Angular 2 Dependencies: Features from the Future

Angular 2 is the next version of Google’s popular SPA framework. If you’re not yet familiar with it, you can find an overview here. In this article, I will focus on the dependencies of Angular 2. Whereas AngularJS (1.x) could either be run stand-alone or on top of jQuery, Angular 2 requires some third-party dependencies, which we’ll take a look at in this article:

  1. Node.js and npm
  2. ES6 Shim
  3. ES6 Promise
  4. Metadata Reflection API
  5. zone.js
  6. RxJS

Node.js Package Manager

Note: If you are already familiar with Node.js and npm, you may want to skip this paragraph.

The Node.js Package Manager (or npm for short) is your starting point when creating a new Angular 2 application. In the Node.js world, all applications and libraries are organized in packages. Hence, your new application will be just another package. This however does not mean that it’s automatically being published anywhere.

And finally, packages can reference other packages, which is what we call a dependency. All dependencies are placed in a subdirectory called node_modules.

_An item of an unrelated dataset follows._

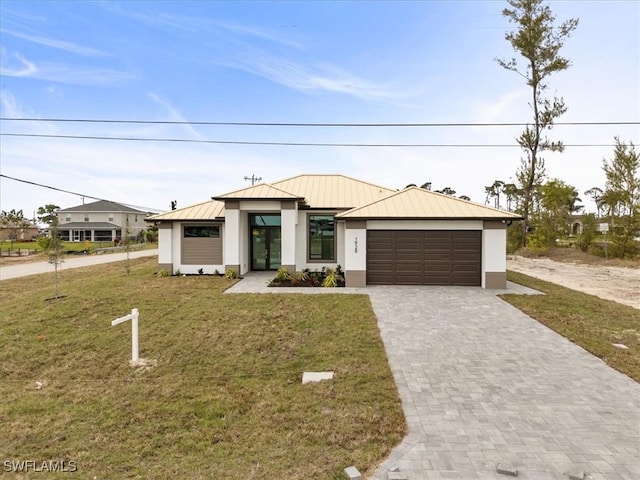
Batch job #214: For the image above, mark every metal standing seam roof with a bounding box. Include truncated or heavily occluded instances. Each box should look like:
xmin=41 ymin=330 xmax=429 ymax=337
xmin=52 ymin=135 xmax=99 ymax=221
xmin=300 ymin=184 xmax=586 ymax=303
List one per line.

Before you start, make sure that you have installed an up-to-date version of Node.js. The installation includes npm. In order to begin, create a new directory where you want your app to reside and run npm init in this directory from your command line. This allows you to specify some properties of the newly-created package and eventually creates a file called package.json based on your input. This file also contains the list of dependencies.

Angular 2

Logo of Angular 2 Now let’s continue with installing Angular 2. On your command line, run npm install angular2. npm will now fetch the latest version of Angular 2 and store it as a dependency for your package. The angular2 package already includes a set of external dependencies. But there is more, as Angular 2 requires some peer dependencies (i.e. dependencies that you have to install side-by-side). Starting from npm version 3, peer dependencies are no longer installed automatically. Therefore, you will see the following output:

├── [email protected]
├── UNMET PEER DEPENDENCY [email protected]^0.35.0
├── UNMET PEER DEPENDENCY [email protected]
├── UNMET PEER DEPENDENCY [email protected]
└── UNMET PEER DEPENDENCY [email protected]^0.6.6

Note: At the time of this writing, Beta 12 was the latest version of Angular 2. This could have changed in the meantime.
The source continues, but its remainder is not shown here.